6 Tips For Being the High School Coach of Every Kid’s Dreams
Posted by Angela R. in Schools on January 11, 2016
Whether it’s baseball, football, basketball, or another sport, coaching high school athletic teams certainly has its challenges. If you are just starting out on this rewarding, yet sometimes frustrating, path then these tips will help you get started off on the right foot:
1. Make Sure the Word is Spread for Tryouts
In a high school setting especially, you want to make sure that every kid has an equal opportunity to get on to your team. Be very verbal about your upcoming tryouts, post signs around the school, and ask that it be announced over the PA system. If your school is set up with a school notification system like DialMyCalls, you may even consider sending SMS text messages to the parents to help build up excitement for your team.
2. Be Objective When Choosing Your Team
It can be very easy for a new coach to succumb to pressure and pick popular students over the best talent, but don’t fall into that trap. Make sure that you are judging each student on their athletic abilities and skills, and not picking kids because you know that they are school favorites.

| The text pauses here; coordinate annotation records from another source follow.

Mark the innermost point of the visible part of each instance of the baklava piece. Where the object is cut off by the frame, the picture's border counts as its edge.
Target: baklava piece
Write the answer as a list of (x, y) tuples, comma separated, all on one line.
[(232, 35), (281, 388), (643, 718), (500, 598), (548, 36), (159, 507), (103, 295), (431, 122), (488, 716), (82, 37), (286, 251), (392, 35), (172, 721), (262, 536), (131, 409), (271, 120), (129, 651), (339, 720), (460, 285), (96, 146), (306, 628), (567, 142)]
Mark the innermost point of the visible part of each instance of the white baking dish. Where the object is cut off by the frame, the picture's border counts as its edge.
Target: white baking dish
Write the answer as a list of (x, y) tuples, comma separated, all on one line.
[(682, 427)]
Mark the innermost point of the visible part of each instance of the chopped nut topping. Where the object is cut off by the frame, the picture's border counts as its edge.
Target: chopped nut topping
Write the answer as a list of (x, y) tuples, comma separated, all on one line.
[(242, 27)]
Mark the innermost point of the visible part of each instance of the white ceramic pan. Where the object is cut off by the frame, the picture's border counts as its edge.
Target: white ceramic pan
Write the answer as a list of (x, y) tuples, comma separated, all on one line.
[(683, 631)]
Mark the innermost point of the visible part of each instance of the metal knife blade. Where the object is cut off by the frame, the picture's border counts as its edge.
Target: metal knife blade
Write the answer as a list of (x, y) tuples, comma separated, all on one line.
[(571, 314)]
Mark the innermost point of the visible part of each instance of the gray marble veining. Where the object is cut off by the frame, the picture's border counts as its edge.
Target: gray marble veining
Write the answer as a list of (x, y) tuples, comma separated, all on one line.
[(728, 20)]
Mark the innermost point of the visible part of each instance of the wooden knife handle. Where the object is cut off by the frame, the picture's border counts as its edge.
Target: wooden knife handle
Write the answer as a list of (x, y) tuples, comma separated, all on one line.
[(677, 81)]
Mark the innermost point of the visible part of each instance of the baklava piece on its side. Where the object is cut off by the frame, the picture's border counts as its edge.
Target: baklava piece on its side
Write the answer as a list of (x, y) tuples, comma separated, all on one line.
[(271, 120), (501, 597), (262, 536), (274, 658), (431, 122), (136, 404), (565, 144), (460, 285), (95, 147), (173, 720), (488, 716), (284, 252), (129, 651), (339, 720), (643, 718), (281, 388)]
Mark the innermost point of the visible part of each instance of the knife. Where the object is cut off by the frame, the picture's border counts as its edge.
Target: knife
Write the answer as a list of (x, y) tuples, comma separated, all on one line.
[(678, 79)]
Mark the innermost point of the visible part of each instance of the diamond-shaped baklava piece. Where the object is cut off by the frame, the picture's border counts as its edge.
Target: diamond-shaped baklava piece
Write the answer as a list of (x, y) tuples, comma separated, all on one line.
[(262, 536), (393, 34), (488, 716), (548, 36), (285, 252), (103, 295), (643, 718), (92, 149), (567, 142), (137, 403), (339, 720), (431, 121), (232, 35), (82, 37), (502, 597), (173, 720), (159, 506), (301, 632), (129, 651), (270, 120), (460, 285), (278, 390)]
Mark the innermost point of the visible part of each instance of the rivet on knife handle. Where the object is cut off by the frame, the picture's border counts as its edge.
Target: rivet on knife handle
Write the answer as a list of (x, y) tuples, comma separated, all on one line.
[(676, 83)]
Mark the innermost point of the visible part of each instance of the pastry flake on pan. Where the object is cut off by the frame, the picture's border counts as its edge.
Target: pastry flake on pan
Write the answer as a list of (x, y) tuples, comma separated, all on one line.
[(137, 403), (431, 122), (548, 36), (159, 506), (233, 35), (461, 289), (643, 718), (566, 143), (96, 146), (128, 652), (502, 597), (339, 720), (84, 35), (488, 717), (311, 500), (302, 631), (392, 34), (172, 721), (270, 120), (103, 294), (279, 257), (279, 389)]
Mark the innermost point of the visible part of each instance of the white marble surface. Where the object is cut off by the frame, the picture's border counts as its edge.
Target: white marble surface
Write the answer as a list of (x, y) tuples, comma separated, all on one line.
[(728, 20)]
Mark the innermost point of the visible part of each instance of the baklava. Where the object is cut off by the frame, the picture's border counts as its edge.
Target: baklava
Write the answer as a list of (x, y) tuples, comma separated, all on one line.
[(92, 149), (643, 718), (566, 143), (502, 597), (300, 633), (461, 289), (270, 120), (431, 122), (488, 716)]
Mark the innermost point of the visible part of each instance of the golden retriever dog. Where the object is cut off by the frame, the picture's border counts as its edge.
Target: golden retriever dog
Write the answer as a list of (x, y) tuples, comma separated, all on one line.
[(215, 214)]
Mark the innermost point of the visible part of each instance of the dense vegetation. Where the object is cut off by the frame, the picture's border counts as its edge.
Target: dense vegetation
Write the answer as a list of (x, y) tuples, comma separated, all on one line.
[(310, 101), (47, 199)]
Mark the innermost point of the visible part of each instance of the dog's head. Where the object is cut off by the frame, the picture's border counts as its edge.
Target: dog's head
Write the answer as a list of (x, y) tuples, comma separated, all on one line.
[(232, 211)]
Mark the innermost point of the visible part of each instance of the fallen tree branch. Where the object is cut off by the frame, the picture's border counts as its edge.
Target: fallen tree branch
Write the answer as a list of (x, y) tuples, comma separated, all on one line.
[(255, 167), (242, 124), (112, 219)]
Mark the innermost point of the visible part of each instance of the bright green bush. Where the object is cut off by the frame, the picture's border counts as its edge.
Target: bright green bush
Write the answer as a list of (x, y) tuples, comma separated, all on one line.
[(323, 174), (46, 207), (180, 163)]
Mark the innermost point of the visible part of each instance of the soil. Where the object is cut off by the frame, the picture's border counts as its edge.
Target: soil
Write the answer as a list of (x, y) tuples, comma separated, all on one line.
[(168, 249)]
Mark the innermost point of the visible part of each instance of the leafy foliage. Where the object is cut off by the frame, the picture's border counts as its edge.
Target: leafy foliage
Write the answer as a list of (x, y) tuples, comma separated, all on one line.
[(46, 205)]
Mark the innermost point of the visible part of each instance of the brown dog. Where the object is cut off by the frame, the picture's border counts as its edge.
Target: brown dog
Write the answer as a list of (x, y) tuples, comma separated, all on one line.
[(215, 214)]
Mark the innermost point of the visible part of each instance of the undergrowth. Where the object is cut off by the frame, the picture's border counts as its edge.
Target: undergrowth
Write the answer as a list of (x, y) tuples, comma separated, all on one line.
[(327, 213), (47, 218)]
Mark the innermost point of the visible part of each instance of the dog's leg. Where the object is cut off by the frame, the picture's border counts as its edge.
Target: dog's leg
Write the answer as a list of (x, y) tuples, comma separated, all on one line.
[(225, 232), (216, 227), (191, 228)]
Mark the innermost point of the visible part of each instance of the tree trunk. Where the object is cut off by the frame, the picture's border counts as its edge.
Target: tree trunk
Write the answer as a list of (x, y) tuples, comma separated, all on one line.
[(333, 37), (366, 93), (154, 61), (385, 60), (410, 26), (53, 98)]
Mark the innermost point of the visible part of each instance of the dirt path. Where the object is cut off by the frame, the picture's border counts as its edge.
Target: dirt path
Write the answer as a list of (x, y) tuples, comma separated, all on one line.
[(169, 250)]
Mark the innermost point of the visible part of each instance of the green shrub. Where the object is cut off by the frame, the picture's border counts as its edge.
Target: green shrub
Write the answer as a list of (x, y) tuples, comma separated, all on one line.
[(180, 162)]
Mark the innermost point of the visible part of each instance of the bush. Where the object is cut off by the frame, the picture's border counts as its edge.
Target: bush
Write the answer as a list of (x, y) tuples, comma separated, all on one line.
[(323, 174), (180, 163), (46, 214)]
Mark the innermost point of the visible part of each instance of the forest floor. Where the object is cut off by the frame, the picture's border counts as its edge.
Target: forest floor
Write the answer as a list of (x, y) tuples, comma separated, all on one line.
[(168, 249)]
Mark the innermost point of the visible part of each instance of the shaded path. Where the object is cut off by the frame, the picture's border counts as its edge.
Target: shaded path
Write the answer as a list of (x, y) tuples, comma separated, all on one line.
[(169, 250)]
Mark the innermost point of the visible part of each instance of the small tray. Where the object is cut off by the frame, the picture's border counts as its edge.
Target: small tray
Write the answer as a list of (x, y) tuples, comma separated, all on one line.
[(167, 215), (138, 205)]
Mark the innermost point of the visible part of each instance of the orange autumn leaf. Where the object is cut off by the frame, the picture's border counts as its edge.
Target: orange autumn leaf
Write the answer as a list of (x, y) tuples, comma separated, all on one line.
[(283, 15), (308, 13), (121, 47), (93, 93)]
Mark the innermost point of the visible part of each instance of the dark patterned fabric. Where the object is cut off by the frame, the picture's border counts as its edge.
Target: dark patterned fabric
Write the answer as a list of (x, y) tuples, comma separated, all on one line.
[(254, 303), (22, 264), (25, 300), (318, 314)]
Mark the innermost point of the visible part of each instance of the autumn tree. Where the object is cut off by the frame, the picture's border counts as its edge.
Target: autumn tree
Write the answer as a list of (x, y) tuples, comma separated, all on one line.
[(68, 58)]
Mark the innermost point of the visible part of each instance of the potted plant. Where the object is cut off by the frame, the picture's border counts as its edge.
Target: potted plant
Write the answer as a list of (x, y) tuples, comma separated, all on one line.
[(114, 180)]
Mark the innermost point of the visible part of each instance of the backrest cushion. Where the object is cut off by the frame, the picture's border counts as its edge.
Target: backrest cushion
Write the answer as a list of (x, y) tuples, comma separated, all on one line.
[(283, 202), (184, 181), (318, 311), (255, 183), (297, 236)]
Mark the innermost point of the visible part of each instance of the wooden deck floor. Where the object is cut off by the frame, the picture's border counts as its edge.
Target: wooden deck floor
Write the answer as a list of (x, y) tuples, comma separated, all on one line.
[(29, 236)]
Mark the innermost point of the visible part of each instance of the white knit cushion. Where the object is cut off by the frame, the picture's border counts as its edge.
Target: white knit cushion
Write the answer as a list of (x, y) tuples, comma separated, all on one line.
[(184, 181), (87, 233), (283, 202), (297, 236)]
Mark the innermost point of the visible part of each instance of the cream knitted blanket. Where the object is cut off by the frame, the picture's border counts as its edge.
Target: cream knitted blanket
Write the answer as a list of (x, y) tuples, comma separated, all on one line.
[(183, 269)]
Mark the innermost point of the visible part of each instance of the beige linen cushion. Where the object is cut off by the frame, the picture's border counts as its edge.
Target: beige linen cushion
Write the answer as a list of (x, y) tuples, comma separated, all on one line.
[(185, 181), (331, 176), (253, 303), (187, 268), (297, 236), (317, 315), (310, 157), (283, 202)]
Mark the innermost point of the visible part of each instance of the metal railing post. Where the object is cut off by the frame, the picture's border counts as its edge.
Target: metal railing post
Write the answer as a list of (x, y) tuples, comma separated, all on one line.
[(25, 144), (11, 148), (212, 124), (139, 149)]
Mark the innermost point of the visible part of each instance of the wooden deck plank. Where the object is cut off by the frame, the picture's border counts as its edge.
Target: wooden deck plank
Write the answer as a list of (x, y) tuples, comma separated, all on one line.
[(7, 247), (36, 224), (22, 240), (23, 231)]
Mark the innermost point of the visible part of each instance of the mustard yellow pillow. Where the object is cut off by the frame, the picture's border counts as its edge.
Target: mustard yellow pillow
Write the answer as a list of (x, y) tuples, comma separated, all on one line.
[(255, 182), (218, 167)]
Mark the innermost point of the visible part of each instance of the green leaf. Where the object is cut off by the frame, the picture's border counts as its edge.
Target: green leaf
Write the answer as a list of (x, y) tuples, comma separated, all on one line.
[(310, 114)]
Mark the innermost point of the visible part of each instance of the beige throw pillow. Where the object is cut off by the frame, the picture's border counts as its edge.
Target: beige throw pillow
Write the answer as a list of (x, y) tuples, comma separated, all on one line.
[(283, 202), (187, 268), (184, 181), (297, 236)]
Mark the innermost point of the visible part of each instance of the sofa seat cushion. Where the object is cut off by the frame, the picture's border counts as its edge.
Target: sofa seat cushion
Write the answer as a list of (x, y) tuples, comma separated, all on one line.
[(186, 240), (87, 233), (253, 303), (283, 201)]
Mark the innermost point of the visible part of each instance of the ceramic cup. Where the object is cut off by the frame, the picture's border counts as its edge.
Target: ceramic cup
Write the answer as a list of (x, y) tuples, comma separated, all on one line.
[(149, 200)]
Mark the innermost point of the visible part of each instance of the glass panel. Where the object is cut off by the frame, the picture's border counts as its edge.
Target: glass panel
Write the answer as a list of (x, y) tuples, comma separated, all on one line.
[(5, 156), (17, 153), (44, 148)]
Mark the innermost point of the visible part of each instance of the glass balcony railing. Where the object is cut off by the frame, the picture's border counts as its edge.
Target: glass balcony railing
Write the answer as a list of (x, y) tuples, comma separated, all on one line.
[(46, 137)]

3. Get to Know Your Players
Great coaching comes from knowing the people you are trying to coach. Take the time to watch and learn about the strengths and weaknesses of your athletes, listen to what they have to say and get to know them as individuals as well as a team. This will help in gaining their trust and confidence, which will inevitably lead to them giving their all at each game.
4. Be Clear With Your Practice Times and Game Schedule
To avoid no-shows and last minute headaches, make sure that you are able to provide all players with a schedule of practice times and games immediately. You can also send that schedule to the parents via automated phone call so that they always know when and where their kid(s) will be playing.
5. Identify Your Starters
Know matter what sport you coach, you will eventually have to choose which players will make up your starting line-up. In addition to the obvious skill and knowledge of the sport, you should also be looking for signs of confidence and leadership when making these tough decisions. Follow the same rules as you did during try outs, and make objective decisions rather than emotional ones.
6. Make Arrangements for Scrimmage Games
It is one thing to play practice games against your fellow teammates, and something entirely different when up against a team you know nothing about. Get to know the coaches at nearby schools so that you can make arrangements with them to schedule a few practice games before the season starts.
Signing up as a high school athletic coach is a big responsibility with big rewards. The most important thing to remember that it is a sport, and meant to be fun, and it’s your job as the coach to ensure that is achieved above anything else.